The medical decision limit of 10 g/l for diagnosis of FPT in South American camelids was established in 1987 from studies of herds in Peru using a novel RID for this assessment. ⁹ Previous findings ¹⁶ support the need to reevaluate the medical decision limit for FPT in U.S. crias, where previous authors found that, despite a FPT rate of 20.5% in their study population at the medical decision limit of 10g/l, no crias died of infectious disease. Future studies assessing FPT rates in the U.S. camelid population may benefit from the use of assays IT1a or IT2, due to their precision and standard quality.

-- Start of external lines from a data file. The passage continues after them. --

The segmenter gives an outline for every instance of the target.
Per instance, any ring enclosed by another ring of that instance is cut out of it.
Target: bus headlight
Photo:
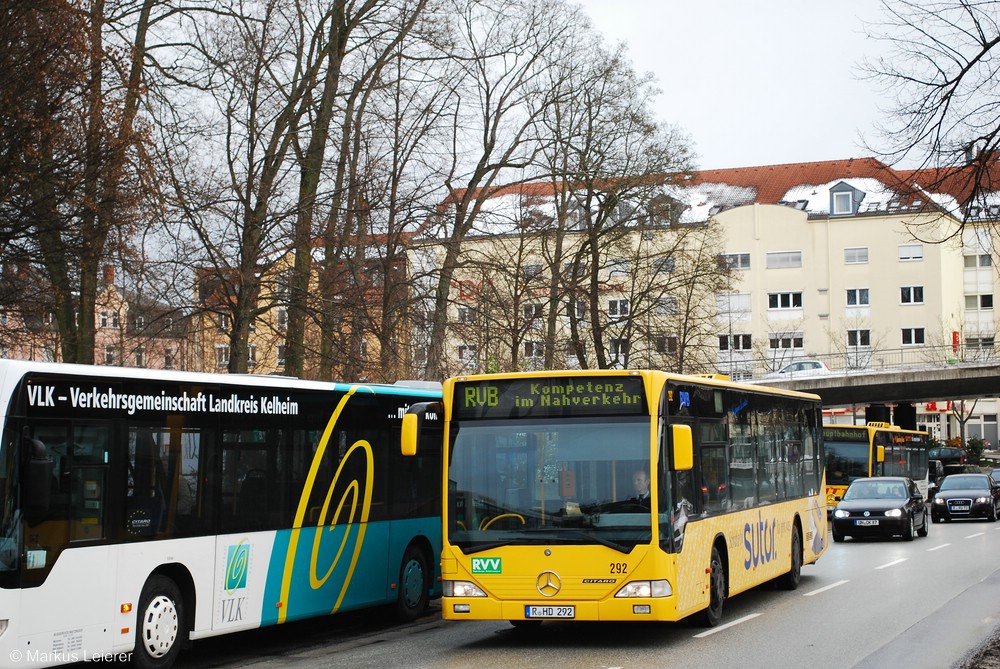
[[[837,509],[833,512],[834,518],[847,518],[850,515],[851,514],[849,514],[847,511],[844,511],[843,509]]]
[[[989,497],[977,497],[976,498],[976,504],[986,504],[989,501],[990,501]]]
[[[615,597],[669,597],[674,594],[669,581],[631,581]]]
[[[934,503],[935,504],[944,504],[944,500],[941,499],[940,497],[935,497],[934,498]]]
[[[899,509],[889,509],[885,512],[886,518],[899,518],[903,515],[903,512]]]
[[[486,593],[469,581],[442,581],[441,593],[445,597],[485,597]]]

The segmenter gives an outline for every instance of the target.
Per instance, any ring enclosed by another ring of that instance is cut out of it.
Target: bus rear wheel
[[[417,546],[407,548],[403,554],[403,563],[399,567],[396,615],[400,620],[416,620],[427,610],[430,600],[429,574],[424,552]]]
[[[715,546],[712,546],[712,558],[708,565],[711,571],[708,576],[708,608],[699,614],[698,622],[703,627],[715,627],[722,620],[722,606],[726,602],[726,567]]]
[[[154,574],[142,587],[135,621],[132,665],[139,669],[166,669],[181,650],[184,602],[177,584]]]

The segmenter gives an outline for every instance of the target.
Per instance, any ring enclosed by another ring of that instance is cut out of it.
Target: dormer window
[[[851,184],[840,181],[830,188],[830,215],[855,216],[865,193]]]
[[[854,213],[854,193],[833,194],[833,215],[845,216]]]

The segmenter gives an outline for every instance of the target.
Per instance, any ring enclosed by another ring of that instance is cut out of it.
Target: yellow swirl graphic
[[[337,404],[336,409],[333,411],[333,415],[330,416],[330,420],[326,424],[326,429],[323,430],[323,436],[320,438],[319,444],[316,447],[316,453],[313,455],[313,461],[309,466],[309,474],[306,476],[305,485],[302,487],[302,495],[299,497],[299,505],[295,511],[295,521],[292,525],[291,535],[288,541],[288,553],[285,556],[285,571],[281,581],[281,601],[283,605],[278,610],[278,623],[281,624],[285,622],[288,616],[289,602],[288,598],[291,593],[292,587],[292,574],[295,565],[295,553],[298,549],[299,536],[301,534],[302,523],[305,520],[306,512],[309,508],[309,499],[312,495],[313,487],[316,485],[316,477],[320,469],[320,465],[323,462],[323,455],[326,453],[326,449],[330,442],[330,435],[333,434],[334,427],[337,424],[337,420],[340,418],[340,414],[343,412],[344,407],[347,402],[354,395],[355,392],[368,392],[374,394],[374,390],[367,386],[352,386],[341,398],[340,402]],[[333,531],[336,528],[338,522],[341,520],[341,515],[344,513],[345,509],[349,511],[349,515],[346,518],[347,528],[344,531],[344,538],[341,540],[341,544],[337,549],[337,554],[330,564],[329,569],[322,576],[318,576],[318,559],[319,559],[319,549],[322,542],[323,530],[320,529],[326,523],[327,514],[330,510],[330,504],[333,499],[334,489],[336,488],[337,482],[340,479],[340,475],[344,470],[345,463],[351,459],[353,455],[357,453],[360,456],[366,458],[365,463],[365,481],[364,481],[364,497],[359,500],[359,487],[361,483],[359,481],[351,481],[347,489],[345,490],[343,496],[337,502],[336,511],[333,517],[330,518],[330,526],[327,531]],[[316,535],[313,539],[312,555],[309,565],[309,584],[313,590],[317,590],[323,586],[326,580],[333,573],[334,568],[340,561],[341,556],[344,553],[350,535],[351,529],[355,526],[355,522],[360,522],[358,527],[357,537],[354,543],[354,552],[351,556],[351,564],[347,570],[347,575],[344,578],[344,583],[340,588],[340,592],[337,595],[337,601],[333,606],[331,613],[337,611],[340,608],[340,604],[344,600],[344,596],[347,594],[347,586],[351,582],[351,577],[354,575],[354,569],[357,567],[358,556],[361,553],[361,546],[364,542],[365,530],[367,528],[368,513],[371,509],[371,496],[372,496],[372,477],[374,475],[374,455],[372,453],[371,444],[364,440],[358,440],[347,450],[344,454],[343,459],[340,461],[340,465],[337,467],[337,472],[330,482],[330,487],[327,490],[326,497],[323,502],[323,507],[320,512],[319,518],[316,521]],[[350,504],[348,505],[348,501]],[[360,509],[358,504],[360,502]],[[359,513],[360,512],[360,513]]]

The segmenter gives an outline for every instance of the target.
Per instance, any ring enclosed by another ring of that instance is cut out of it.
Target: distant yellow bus
[[[827,545],[820,399],[659,371],[445,381],[442,615],[712,626]],[[646,490],[646,482],[649,489]]]
[[[890,423],[824,425],[826,505],[837,505],[856,478],[908,476],[927,499],[930,435]]]

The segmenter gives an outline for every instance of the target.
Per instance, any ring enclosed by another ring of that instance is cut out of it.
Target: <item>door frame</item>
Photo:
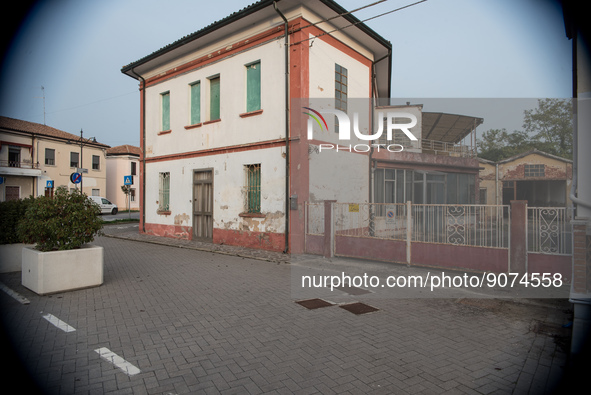
[[[211,173],[211,180],[208,181],[204,181],[204,182],[197,182],[197,180],[195,179],[195,175],[196,173],[204,173],[204,172],[209,172]],[[199,240],[199,241],[206,241],[206,242],[213,242],[213,202],[214,202],[214,198],[213,198],[213,193],[214,193],[214,169],[213,167],[207,167],[207,168],[202,168],[202,169],[193,169],[193,179],[192,179],[192,183],[191,183],[191,187],[193,189],[193,199],[191,200],[191,221],[193,224],[193,238],[195,240]],[[211,184],[211,237],[197,237],[196,235],[196,231],[197,231],[197,223],[195,223],[195,199],[197,199],[197,196],[195,195],[195,185],[197,184]]]

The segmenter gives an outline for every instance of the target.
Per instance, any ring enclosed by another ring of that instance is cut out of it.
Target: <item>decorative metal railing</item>
[[[334,203],[333,207],[336,235],[509,247],[509,206]]]
[[[528,207],[527,217],[528,252],[572,254],[572,208]]]

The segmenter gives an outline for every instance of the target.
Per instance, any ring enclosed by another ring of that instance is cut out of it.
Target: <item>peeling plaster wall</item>
[[[491,163],[480,162],[480,168],[480,189],[486,189],[486,204],[500,204],[501,202],[497,202],[497,195],[495,194],[496,166]],[[480,202],[480,204],[484,204],[484,202]]]
[[[525,165],[544,165],[544,177],[526,177],[525,176]],[[503,182],[504,181],[517,181],[517,182],[542,182],[546,181],[564,181],[564,189],[556,189],[554,186],[548,187],[549,190],[545,193],[548,194],[550,203],[552,202],[565,202],[568,207],[571,205],[569,199],[570,188],[572,184],[572,163],[569,161],[562,161],[546,155],[532,153],[522,158],[516,158],[509,162],[500,162],[499,164],[499,204],[503,203]],[[495,191],[495,166],[488,163],[480,163],[482,168],[479,173],[480,187],[487,188],[488,204],[494,204],[494,191]],[[546,184],[544,184],[546,185]],[[548,189],[547,188],[547,189]],[[492,200],[491,200],[492,199]],[[531,205],[531,203],[530,203]]]
[[[146,223],[193,227],[193,171],[213,169],[213,227],[234,231],[283,233],[285,229],[284,148],[269,148],[231,154],[208,155],[147,164]],[[244,166],[261,164],[261,214],[264,218],[241,217],[244,212]],[[157,213],[159,178],[170,173],[170,214]]]

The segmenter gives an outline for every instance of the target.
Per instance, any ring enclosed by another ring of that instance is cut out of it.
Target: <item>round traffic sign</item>
[[[70,174],[70,181],[72,181],[74,184],[80,184],[80,181],[82,181],[82,174],[80,174],[80,173]]]

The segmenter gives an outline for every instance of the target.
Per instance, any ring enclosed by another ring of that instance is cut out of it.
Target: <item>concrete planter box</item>
[[[39,294],[96,287],[103,283],[103,247],[41,252],[23,248],[22,284]]]
[[[0,273],[21,271],[24,247],[33,247],[33,244],[15,243],[0,245]]]

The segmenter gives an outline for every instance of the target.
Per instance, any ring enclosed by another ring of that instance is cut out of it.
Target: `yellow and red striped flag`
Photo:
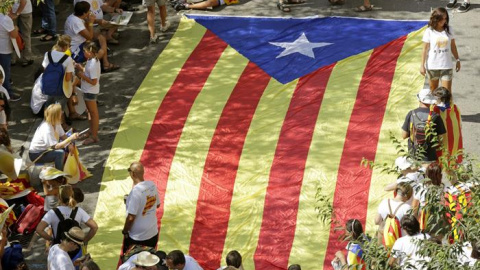
[[[141,160],[160,194],[159,249],[180,249],[204,269],[217,269],[233,249],[245,269],[330,269],[346,243],[334,224],[317,219],[316,192],[330,198],[338,221],[357,218],[373,230],[381,187],[393,179],[360,162],[395,159],[389,134],[400,134],[423,87],[425,22],[362,20],[365,40],[348,40],[358,46],[345,54],[332,46],[342,34],[320,40],[308,30],[330,20],[358,31],[339,18],[264,18],[244,28],[223,17],[195,19],[181,20],[126,110],[89,251],[102,269],[116,266],[127,168]],[[368,42],[403,24],[403,32]],[[239,36],[257,28],[270,41]],[[328,57],[316,61],[320,54]]]

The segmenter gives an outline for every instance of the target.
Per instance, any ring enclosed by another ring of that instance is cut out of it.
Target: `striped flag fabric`
[[[180,249],[204,269],[225,265],[234,249],[245,269],[331,269],[347,243],[317,218],[317,193],[340,224],[357,218],[374,230],[394,179],[360,162],[395,159],[390,133],[400,134],[423,87],[425,25],[182,18],[105,164],[92,257],[102,269],[118,262],[127,168],[140,160],[160,194],[159,249]]]

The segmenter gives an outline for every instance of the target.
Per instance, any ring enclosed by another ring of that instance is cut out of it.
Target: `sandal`
[[[46,34],[45,36],[43,36],[42,38],[40,38],[40,41],[42,42],[47,42],[47,41],[53,41],[57,38],[57,36],[52,36],[50,34]]]
[[[361,5],[361,6],[355,8],[356,12],[366,12],[366,11],[372,11],[372,10],[373,10],[373,5],[370,5],[368,7],[364,6],[364,5]]]
[[[289,7],[285,6],[283,3],[278,2],[277,3],[277,8],[280,9],[283,12],[290,12],[292,11]]]
[[[43,28],[39,28],[37,30],[33,30],[32,34],[34,36],[40,36],[40,35],[43,35],[47,32],[47,30],[43,29]]]
[[[111,39],[107,40],[107,43],[112,44],[112,45],[118,45],[119,44],[118,40],[114,39],[113,37]]]
[[[88,117],[86,115],[78,114],[78,113],[72,113],[68,116],[70,120],[87,120]]]
[[[93,143],[97,143],[98,141],[99,141],[98,138],[88,137],[88,139],[83,141],[82,145],[90,145],[90,144],[93,144]]]
[[[103,71],[102,73],[108,73],[108,72],[112,72],[112,71],[115,71],[117,69],[119,69],[120,66],[117,66],[115,64],[112,64],[110,63],[110,65],[106,66],[106,67],[103,67]]]

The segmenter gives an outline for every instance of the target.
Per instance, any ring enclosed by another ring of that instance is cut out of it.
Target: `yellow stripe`
[[[217,122],[248,60],[231,47],[223,52],[183,128],[165,192],[159,247],[187,252],[203,168]],[[228,77],[225,76],[228,74]]]
[[[290,264],[305,269],[323,265],[330,226],[317,219],[315,194],[321,186],[321,195],[333,202],[350,116],[371,53],[338,62],[330,75],[306,162]]]
[[[452,104],[452,106],[455,106],[455,105]],[[457,107],[457,110],[458,110],[458,107]],[[455,111],[453,110],[453,108],[450,111],[450,119],[452,119],[452,127],[453,127],[453,131],[452,131],[453,132],[453,148],[452,148],[451,154],[455,155],[458,152],[458,143],[460,142],[461,124],[457,121],[457,115],[455,114]]]
[[[142,151],[139,149],[143,149],[155,117],[152,111],[160,106],[204,33],[205,29],[193,20],[181,20],[177,32],[155,61],[125,112],[105,165],[95,208],[94,219],[100,229],[89,244],[89,252],[102,269],[115,269],[120,254],[121,230],[125,222],[123,196],[130,192],[132,184],[127,179],[126,168],[132,161],[140,159]],[[182,48],[182,53],[178,53],[178,48]]]
[[[295,80],[282,85],[274,79],[270,80],[245,138],[222,255],[222,258],[225,258],[229,251],[239,250],[245,269],[255,269],[253,255],[262,225],[270,167],[283,119],[297,82],[298,80]]]
[[[448,127],[448,125],[447,125],[447,110],[445,110],[443,112],[440,111],[440,118],[442,119],[443,126],[445,127],[445,130],[447,130],[447,127]],[[455,141],[455,139],[454,139],[454,141]],[[449,144],[448,132],[447,132],[447,134],[445,134],[445,136],[443,136],[442,144],[444,145],[446,152],[448,152],[448,144]]]
[[[405,116],[410,110],[418,107],[416,95],[423,88],[424,83],[424,77],[418,72],[423,30],[420,29],[408,35],[397,60],[375,156],[375,161],[381,164],[385,162],[393,164],[395,161],[397,152],[390,140],[390,133],[395,135],[397,139],[402,140],[402,125]],[[404,140],[404,143],[406,145],[406,140]],[[396,181],[394,175],[382,174],[380,170],[374,170],[372,173],[367,214],[367,230],[372,235],[377,229],[374,219],[378,205],[384,198],[393,197],[393,193],[385,192],[384,187],[394,181]]]

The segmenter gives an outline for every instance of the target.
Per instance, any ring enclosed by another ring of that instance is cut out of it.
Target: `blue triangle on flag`
[[[187,16],[281,83],[384,45],[427,24],[348,17]]]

Results from the present study indicate that, due to the use of standards of differing quality, results from different immunologic-based commercial assays for measurement of IgG in camelids are not directly comparable and can result in underdiagnosis of FPT in crias. Practitioners and laboratory professionals alike should be aware of the nature of the standard and the inherent imprecision of their chosen assay for IgG measurement. This study also indicates that the RID has poor precision for IgG measurement, and with the long turnaround time of the assay (at least 10 hr per manufacturer recommendations), it can no longer be considered a “gold standard” assay for this purpose. In addition, the results of this study suggest that when assessing previous research on camelid IgG concentration, the results should be interpreted cautiously and with respect to the IgG assay used. Future studies are necessary to reevaluate the medical decision limit for FPT of South American camelids in the Unites States, as well as the rate of FPT in U.S. camelid populations.